No es Singapur, no son niños japoneses. No tiene ese exotismo. Pero el escudo del Valencia desde hace unos cuantos meses, casi por generación espontánea, alcanza el reverso de las costuras en torno a la ciudad. A La Coma, el barrio de Paterna, donde se llegará tras haber pasado unos minutos antes por la mole del Nou Mestalla, la ballena varada. La Coma, bajo el estigma perpetuo de los bloques marginales y la población difícil. «De La Coma al retén, un santiamén», proclamaba una pintada en la pared en los chungos noventa.
En La Coma, fuera de focos, al margen de la solidaridad de alta costura, sin actos benéficos de lentejuelas, se ha inoculado un valencianismo casi anónimo. Al sol de los eriales y las carreteras que rodean un campo de fútbol. Un día cualquiera, a las cuatro de la tarde. Calor de abril. Por allí el Chufa Giner, el portero Lluís Pascual (el Van der Sar de Puçol), Arturo Boix... Enfrente de un campo al aire, el colegio de La Coma. Acuden ante la alerta del balón unas decenas de chicos. «Todos ellos con historias difíciles, imagínate». Las historias se difuminan en cuanto sus botas pisan césped y empieza para ellos una celebración. A un lado del campo un grupo nutrido de chicos, al otro las chicas.
Esta semana me colé en su fiesta, un simple entrenamiento donde juegan a fútbol y aprenden derivadas más valiosas, como empezar a adquirir ciertos compromisos, tomarle la medida a la colectividad, obtener recompensas a su esfuerzo, o justo lo contrario. Cosas de la vida, en fin, concentradas en un campito de La Coma donde la mayoría de jugadores son gitanos. Todo comenzó en diciembre en Burjassot. Uno de los niños, temeroso ante aquello, se refugiaba tras las espaldas de Lluís Pascual. El primer día que llovió no acudió nadie. Cuestión de costumbres. El segundo día que llovió, fueron casi todos. «Antes tenía que levantar a mi hijo de la cama para que estudiara un poco. Ahora, como sabe que si no aprueba no puede venir a entrenar, cuando yo me levanto ya está con los libros. ¿Qué le habéis hecho?». Ni la conversion de San Pablo camino de Damasco.
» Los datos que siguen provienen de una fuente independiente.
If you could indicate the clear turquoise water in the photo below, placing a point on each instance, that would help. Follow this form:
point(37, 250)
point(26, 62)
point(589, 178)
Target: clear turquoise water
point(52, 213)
Tras todo ello están los nombres, caídos anónimamente, de la Federación Maranatha de Asociaciones Gitanas, Antonio Salvador, la Penya Valencianista per la Solidaritat, José Luis Zaragosí, el instituto de La Coma, la asociación de futbolistas del Valencia. Una combinación casual les ha hecho encontrarse. Los niños tienen las camisetas del Valencia, botas, un campo y entrenadores a su servicio. El ausentismo se ha reducido. A Raúl, el jefe de estudios del instituto, le brillan los ojos viendo como un equipo de chicas gitanas juegan a fútbol, superando los recelos familiares.
Seguramente no tenga la trascendencia de abrir un campus by VCF en países remotos o hacer acciones sociales al sur del sur. La Coma está muy cerca, aunque a la vez muy lejos porque nunca fijamos los ojos en su contorno. Allí la vida de unas decenas de adolescentes, con el escudo del Valencia por banda, ha empezado a mejorar gracias a una voluntad sencilla. No sé si GloVal o Local, pero de un efecto brutal.
Dice Josué que él quiere jugar en el Valencia. «Hostia, si ha venido mi chorba», dice éste otro. Pedrito asegura que su segundo equipo ahora también es el Valencia, por detrás del Barça. Una de las aspirantes a futbolista reconoce, muy pragmática, que ella es de quien gana. «Pues ahora el Valencia está ganando bastante, eh», le informa una compañera. Son victorias pequeñas, sin grandes altavoces. Una oportunidad para ganar otras trincheras. En La Coma ha aumentado la población de murciélagos.